Monsieur le président, l’implosion francophone ne peut plus être désamorcée par la fuite en avant, car la sanction de l’histoire sera implacable. Il a été donné à quelques leaders seulement d’être les navigateurs d’un futur de liberté et de prospérité, et les préempteurs d’un tumultueux avenir. A quelques-uns, il a été donné de voir que l’aride de la terre brûlée sur laquelle survivent les dictateurs francophones qui comme Paul Biya éliminent tous les personnages alternatifs et de calibre de successeur autour de lui, tel Marafa Hamidou Yaya, ne produira jamais un futur de croissance et de promesses, mais enfoncera encore plus les pays francophones dans la misère qui est leur présent, sinon dans la violence qui comme au Mali est leur lot quotidien. Malgré le chantage dont se sert un Paul Biya auprès de vous quand il miroite aux Camerounais la promesse d’une moisson chinoise, nous savons qu’aucune armée chinoise ne viendra jamais aider un dictateur francophone aux abois ; au contraire, nous avons vu les forces armées nationales de Côte d’Ivoire anéanties, et les forces armées nationales maliennes se transformer en brigands, quand sevrées du soutien logistique de Paris. Quant à l’armée nationale camerounaise, nous savons qu’elle serait vaporisée sans la ceinture française qui au Gabon, au Congo, en RCA et au Tchad la protège depuis toujours. Nous savons donc que seule l’armée française se tient entre les peuples africains et les dictateurs, et que des contrats militaires signés à la hâte ces dernières années par l’ex-président Sarkozy ici et là ont voulu donner une perfusion à des régimes dociles mais condamnés comme celui du Cameroun, et fidéliser ceux émergeants mais de même famille idéologique tel le nouveau pouvoir au Sénégal.

Monsieur le président, nul ne peut impunément jouer à cache-cache avec l’avenir trop longtemps. A quelques leaders seulement il a été donné de saisir le moment où l’intérêt de leur pays coïncide avec celui des peuples opprimés, et donc de lâcher les dictateurs qui font barrage à la marche inexorable du monde.

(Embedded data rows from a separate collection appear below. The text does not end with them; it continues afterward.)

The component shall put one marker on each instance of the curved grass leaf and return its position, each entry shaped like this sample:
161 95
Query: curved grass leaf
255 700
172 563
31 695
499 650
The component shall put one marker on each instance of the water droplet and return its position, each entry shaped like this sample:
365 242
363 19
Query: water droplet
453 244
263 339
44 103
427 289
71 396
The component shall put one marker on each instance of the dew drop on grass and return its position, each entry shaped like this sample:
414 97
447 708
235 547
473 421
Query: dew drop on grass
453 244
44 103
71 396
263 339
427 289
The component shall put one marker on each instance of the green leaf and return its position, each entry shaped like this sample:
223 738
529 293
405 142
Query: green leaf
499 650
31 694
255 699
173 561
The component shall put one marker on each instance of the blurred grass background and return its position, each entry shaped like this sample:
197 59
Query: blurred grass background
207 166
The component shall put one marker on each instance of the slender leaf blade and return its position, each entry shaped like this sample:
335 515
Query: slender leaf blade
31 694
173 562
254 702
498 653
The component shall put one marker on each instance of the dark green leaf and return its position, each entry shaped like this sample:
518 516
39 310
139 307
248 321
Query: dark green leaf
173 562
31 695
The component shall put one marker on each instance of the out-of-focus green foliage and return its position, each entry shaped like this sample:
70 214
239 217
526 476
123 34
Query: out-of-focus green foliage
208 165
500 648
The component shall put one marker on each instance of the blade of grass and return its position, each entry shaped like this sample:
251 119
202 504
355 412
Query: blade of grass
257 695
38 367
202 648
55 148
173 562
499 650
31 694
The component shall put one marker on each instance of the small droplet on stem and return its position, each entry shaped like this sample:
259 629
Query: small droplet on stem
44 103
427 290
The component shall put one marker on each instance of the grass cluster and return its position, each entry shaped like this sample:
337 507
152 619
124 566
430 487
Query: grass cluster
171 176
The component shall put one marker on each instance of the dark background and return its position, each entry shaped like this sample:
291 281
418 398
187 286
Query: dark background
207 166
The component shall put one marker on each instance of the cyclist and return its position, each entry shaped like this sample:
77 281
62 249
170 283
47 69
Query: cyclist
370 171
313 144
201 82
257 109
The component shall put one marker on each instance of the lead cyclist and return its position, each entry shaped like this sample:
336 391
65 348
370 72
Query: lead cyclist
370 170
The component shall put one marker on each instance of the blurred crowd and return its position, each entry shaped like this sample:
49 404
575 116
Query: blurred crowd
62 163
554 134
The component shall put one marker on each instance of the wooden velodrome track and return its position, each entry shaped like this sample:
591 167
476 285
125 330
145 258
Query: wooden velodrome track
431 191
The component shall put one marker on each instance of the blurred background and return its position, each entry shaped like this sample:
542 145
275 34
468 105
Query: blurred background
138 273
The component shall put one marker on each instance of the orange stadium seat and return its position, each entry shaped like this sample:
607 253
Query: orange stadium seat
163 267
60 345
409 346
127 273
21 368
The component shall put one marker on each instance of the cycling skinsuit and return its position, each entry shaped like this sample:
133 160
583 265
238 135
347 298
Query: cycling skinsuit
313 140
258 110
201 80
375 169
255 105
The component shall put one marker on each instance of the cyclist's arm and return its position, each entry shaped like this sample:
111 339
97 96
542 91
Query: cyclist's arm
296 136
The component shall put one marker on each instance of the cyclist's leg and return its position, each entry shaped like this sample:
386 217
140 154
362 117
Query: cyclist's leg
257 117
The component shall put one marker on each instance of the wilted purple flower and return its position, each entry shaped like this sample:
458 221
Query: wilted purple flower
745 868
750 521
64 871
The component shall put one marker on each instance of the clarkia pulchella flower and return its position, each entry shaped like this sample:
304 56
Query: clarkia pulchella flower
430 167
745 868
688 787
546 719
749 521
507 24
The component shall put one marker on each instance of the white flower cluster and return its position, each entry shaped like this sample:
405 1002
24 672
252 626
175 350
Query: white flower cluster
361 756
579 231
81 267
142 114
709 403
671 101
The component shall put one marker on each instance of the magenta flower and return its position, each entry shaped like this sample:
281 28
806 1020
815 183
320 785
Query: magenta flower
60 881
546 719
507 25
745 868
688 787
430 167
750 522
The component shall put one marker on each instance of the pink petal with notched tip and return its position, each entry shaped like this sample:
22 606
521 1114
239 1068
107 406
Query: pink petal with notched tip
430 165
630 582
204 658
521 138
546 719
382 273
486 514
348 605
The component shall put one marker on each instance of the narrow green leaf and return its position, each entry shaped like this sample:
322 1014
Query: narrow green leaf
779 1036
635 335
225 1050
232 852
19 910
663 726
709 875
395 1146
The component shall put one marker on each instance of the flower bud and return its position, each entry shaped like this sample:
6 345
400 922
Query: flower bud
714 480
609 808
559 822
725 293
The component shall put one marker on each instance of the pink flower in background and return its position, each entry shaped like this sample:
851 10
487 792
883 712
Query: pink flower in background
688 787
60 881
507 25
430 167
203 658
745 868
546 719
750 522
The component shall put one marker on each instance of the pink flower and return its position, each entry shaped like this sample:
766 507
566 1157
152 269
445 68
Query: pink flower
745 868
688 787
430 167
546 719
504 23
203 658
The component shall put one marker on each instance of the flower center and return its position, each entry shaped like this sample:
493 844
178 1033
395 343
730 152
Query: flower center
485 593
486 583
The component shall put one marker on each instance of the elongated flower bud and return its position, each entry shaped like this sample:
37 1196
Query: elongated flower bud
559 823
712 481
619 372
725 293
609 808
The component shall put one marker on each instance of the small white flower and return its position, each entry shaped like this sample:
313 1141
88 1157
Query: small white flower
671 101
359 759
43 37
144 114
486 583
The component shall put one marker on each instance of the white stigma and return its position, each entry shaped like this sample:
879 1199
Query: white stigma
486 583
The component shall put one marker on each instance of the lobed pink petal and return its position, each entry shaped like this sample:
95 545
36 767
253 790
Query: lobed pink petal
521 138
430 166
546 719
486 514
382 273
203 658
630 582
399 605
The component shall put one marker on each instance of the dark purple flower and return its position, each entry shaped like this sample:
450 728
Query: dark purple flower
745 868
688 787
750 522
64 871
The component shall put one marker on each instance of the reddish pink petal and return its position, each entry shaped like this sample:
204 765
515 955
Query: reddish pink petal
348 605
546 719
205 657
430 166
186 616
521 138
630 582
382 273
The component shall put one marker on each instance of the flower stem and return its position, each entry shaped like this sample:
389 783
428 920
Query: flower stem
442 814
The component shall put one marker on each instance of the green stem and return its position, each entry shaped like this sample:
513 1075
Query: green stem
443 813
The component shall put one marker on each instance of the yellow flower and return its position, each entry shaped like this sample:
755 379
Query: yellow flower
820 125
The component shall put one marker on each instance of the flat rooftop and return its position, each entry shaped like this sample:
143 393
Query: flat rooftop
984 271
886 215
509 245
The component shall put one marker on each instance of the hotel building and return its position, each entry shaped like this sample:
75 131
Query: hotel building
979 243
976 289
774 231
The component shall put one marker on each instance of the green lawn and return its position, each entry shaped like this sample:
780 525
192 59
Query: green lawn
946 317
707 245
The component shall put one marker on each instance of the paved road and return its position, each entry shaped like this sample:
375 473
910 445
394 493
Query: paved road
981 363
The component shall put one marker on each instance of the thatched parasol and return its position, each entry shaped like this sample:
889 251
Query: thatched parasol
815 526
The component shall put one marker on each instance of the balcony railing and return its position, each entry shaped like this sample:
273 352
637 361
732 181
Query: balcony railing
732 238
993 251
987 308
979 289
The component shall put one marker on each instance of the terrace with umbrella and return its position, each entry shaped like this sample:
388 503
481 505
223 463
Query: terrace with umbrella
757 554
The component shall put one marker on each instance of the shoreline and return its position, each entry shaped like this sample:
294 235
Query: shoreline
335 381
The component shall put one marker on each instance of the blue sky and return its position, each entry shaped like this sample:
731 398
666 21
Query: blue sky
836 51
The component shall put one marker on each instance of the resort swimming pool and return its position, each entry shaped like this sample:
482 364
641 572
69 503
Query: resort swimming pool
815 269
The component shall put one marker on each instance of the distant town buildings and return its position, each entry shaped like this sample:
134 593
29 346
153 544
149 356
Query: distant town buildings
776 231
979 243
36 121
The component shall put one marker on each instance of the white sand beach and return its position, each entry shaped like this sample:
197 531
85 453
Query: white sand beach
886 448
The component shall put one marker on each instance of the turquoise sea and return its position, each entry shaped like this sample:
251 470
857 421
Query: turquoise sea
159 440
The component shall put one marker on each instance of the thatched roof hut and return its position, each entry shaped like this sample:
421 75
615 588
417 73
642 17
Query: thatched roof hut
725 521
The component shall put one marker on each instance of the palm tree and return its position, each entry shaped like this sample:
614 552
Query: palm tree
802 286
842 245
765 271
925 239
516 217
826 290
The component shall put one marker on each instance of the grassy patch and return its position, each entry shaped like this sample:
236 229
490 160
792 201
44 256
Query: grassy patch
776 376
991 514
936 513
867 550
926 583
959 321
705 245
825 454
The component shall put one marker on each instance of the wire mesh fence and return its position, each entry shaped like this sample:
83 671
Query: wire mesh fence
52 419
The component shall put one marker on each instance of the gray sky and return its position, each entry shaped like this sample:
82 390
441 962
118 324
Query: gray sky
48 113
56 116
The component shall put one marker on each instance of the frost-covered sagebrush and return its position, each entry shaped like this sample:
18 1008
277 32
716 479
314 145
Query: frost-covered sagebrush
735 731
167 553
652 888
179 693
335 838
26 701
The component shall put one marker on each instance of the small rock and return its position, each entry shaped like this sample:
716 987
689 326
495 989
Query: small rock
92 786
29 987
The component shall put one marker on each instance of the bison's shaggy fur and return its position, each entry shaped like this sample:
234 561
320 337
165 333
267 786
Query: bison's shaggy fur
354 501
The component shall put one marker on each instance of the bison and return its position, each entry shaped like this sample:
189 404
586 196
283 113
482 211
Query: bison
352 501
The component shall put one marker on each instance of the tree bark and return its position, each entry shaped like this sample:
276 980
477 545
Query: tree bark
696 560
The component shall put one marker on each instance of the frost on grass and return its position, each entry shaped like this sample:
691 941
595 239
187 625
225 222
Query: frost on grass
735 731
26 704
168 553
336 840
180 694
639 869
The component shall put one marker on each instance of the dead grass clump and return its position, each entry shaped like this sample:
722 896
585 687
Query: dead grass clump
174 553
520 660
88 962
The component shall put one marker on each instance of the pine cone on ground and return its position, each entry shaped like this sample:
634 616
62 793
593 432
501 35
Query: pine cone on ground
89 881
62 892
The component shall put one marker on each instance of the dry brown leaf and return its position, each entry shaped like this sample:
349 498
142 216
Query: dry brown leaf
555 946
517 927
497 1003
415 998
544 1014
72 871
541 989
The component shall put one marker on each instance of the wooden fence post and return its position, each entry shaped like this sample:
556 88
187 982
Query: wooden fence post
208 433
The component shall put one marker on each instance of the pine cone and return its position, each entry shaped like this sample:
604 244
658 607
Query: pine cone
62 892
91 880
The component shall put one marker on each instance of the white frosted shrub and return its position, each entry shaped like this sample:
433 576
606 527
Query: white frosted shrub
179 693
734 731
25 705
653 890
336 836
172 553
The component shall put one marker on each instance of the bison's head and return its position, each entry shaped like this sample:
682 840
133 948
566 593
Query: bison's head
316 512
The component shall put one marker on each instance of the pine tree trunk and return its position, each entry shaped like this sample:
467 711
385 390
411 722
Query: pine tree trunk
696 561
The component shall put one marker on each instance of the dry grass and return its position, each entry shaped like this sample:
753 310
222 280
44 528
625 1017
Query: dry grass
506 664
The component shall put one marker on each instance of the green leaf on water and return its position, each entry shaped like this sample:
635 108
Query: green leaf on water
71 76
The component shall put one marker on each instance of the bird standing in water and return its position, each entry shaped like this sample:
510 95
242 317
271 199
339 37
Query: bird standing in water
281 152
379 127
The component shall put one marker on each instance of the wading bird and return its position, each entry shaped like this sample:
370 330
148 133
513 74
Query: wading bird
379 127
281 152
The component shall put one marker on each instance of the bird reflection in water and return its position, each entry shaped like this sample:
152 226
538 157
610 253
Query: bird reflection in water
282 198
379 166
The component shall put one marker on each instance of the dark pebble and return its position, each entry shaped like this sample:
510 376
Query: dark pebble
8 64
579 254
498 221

Ce sont ces leaders qui font l’Histoire. Vous arrivez au pouvoir au bon moment car votre victoire à l’élection présidentielle en France est certes la seconde venue de la gauche à Paris en plus d’un demi-siècle, sa chance est qu’à la différence de 1981, elle découvre une économie francophone qui aujourd’hui est clairement condamnée. Vous arrivez au moment où les dictateurs francophones comme Biya emprisonnent un pays des plus riches de l’espace francophone dans les caisses du désinvestissement en voulant s’imposer à vie au pouvoir au moyen de milices tribales et de sectes, alors que la France, secouée par la crise de l’euro, a plus qu’intérêt à voir un espace francophone prospère et riche. Vous arrivez donc au pouvoir au moment où l’intérêt de la France coïncide avec celui objectif des peuples africains en soif de liberté et de bien-être, car le prix de la dictature est devenu insoutenable pour chacun de nous. Vous arrivez au moment où la sortie de l’impasse francophone laisse à la France au fond peu d’options autre que se mettre aux côtés des peuples africains, la violence des coups d’Etat et des génocides qui ont peuplé l’histoire de l’espace francophone depuis les indépendances de 1960, fabriqué des dictateurs et maintenu des millions de personnes en otage, n’ayant pas transformé celui-ci en espace de productivité mais en plantation esclavagiste. Vous arrivez au moment où l’espace francophone est devenu après l’implosion du monde communiste et après la démocratisation du monde arabe, l’avant-poste de la dictature sur terre. Monsieur le président, oui, vous arrivez au moment juste. Vous pouvez inscrire dans l’histoire des peuples qui se libèrent le sceau de vos actes, et écrire avec nous l’histoire inexorable de notre commun progrès vers la démocratie. Vous pouvez faire l’Histoire : aidez-nous à défaire les dictateurs francophones ! Vous pouvez faire du 6 mai une bonne nouvelle pour le peuple camerounais : aidez-nous à déposer Paul Biya ! Nous n’attendons rien de moins.